Let's take a simple example: the first line of the chorus from Jorge Aragão's famous samba song, "Já É", first using a org.apache.lucene.analysis.standard.StandardAnalyzer
for reference.
Pra onde você for
String text = "Pra onde você for";
try (Analyzer analyzer = new StandardAnalyzer()) {
try (final TokenStream tokenStream = analyzer.tokenStream("text", text)) {
CharTermAttribute charTermAttribute = tokenStream.addAttribute(CharTermAttribute.class);
tokenStream.reset();
while(tokenStream.incrementToken()) {
System.out.println("term: charTermAttribute.toString());
}
tokenStream.end();
}
}
This gives me following terms (collapsed to one line for readability):
pra onde você for
OK, that's pretty much what I would expect with any analyzer. But here is what I get if I use the org.apache.lucene.analysis.pt.PortugueseAnalyzer
instead, using the no-args constructor:
pra onde
Huh? Maybe it thinks that "você" ("you") and "for" ("may go") are stop words and removed them.
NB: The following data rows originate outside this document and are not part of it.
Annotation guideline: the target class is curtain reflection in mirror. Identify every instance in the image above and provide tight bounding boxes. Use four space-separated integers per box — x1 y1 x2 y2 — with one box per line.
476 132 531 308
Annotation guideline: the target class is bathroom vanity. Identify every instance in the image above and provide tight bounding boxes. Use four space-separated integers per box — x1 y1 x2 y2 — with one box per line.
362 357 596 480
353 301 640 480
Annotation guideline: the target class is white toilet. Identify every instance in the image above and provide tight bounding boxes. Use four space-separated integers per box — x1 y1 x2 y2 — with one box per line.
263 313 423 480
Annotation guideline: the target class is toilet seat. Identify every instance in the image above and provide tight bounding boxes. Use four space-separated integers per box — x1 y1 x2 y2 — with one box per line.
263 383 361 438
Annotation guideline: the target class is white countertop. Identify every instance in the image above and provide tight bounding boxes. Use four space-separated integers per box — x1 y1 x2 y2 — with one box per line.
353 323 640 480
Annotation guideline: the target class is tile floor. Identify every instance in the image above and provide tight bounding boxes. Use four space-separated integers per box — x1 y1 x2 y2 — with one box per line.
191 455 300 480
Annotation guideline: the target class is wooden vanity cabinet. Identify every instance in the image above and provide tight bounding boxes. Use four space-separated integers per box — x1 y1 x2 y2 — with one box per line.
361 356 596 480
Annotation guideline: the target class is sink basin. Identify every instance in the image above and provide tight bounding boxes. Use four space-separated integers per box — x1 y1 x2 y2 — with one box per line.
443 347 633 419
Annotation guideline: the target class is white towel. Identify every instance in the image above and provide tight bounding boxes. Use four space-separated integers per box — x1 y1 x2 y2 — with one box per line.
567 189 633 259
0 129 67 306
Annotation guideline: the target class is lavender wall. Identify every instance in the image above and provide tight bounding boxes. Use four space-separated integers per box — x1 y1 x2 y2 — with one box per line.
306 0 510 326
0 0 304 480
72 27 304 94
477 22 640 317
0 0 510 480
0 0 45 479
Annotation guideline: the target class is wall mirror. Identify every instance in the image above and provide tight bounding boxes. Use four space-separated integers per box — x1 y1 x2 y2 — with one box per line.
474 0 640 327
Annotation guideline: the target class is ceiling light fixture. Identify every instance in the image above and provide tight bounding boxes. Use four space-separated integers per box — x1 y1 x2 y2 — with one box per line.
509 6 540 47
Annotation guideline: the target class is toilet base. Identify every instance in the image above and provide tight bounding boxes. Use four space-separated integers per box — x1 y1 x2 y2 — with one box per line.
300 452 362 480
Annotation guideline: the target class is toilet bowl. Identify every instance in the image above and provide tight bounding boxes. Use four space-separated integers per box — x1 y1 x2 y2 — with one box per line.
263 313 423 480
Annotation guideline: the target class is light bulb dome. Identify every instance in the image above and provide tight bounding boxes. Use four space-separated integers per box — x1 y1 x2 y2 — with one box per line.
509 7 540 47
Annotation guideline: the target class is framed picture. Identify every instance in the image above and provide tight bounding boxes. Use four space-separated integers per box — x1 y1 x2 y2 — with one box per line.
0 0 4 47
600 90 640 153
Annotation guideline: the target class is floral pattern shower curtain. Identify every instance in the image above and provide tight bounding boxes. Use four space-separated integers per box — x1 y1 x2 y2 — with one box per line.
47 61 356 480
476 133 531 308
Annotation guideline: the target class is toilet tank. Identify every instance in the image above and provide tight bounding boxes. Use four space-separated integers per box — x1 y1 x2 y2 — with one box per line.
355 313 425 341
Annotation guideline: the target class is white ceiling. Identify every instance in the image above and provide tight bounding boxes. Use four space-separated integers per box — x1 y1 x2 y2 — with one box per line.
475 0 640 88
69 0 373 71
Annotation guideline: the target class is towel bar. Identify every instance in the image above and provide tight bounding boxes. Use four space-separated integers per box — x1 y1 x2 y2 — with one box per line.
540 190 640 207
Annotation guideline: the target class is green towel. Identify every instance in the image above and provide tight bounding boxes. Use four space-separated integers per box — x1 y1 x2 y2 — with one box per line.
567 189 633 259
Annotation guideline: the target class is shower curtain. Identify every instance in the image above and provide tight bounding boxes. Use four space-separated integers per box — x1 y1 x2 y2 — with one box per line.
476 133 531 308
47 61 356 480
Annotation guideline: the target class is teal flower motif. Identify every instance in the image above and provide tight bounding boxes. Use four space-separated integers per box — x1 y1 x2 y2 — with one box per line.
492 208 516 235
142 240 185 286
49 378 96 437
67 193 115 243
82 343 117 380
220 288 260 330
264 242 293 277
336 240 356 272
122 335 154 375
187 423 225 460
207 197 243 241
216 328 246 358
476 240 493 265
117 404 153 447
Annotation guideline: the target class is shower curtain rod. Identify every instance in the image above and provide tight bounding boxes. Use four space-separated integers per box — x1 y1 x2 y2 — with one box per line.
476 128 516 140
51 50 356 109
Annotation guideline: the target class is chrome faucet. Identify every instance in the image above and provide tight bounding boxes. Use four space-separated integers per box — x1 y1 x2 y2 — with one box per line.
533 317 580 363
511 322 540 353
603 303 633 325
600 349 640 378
But now let's try the org.apache.lucene.analysis.br.BrazilianAnalyzer
, again using the no-args constructor:
pra ond voc for
Now that is just broken and mangled. It changed "onde" ("where") to "ond", which to my knowledge is not even a Portuguese word. And for "você" it just dropped the "ê".
Other lines are as bad or worse:
- Text: "A saudade é dor, volta meu amor"
StandardAnalyzer
:a saudade é dor volta meu amor
PortugueseAnalyzer
:saudad é dor volt amor
BrazilianAnalyzer
:saudad é dor volt amor
Here you can see that the Portuguese and Brazilian Portuguese analyzers produced the same output—but it is the same broken output, as "volta" sure needs to stay "volta" (and not "volt") if I'm very going to get my love to come back to me.
Am I making some serious mistake with the Lucene core libraries and language analyzers? The output makes no sense, and I'm surprised that analyzers for such a common language would mangle the tokens like that.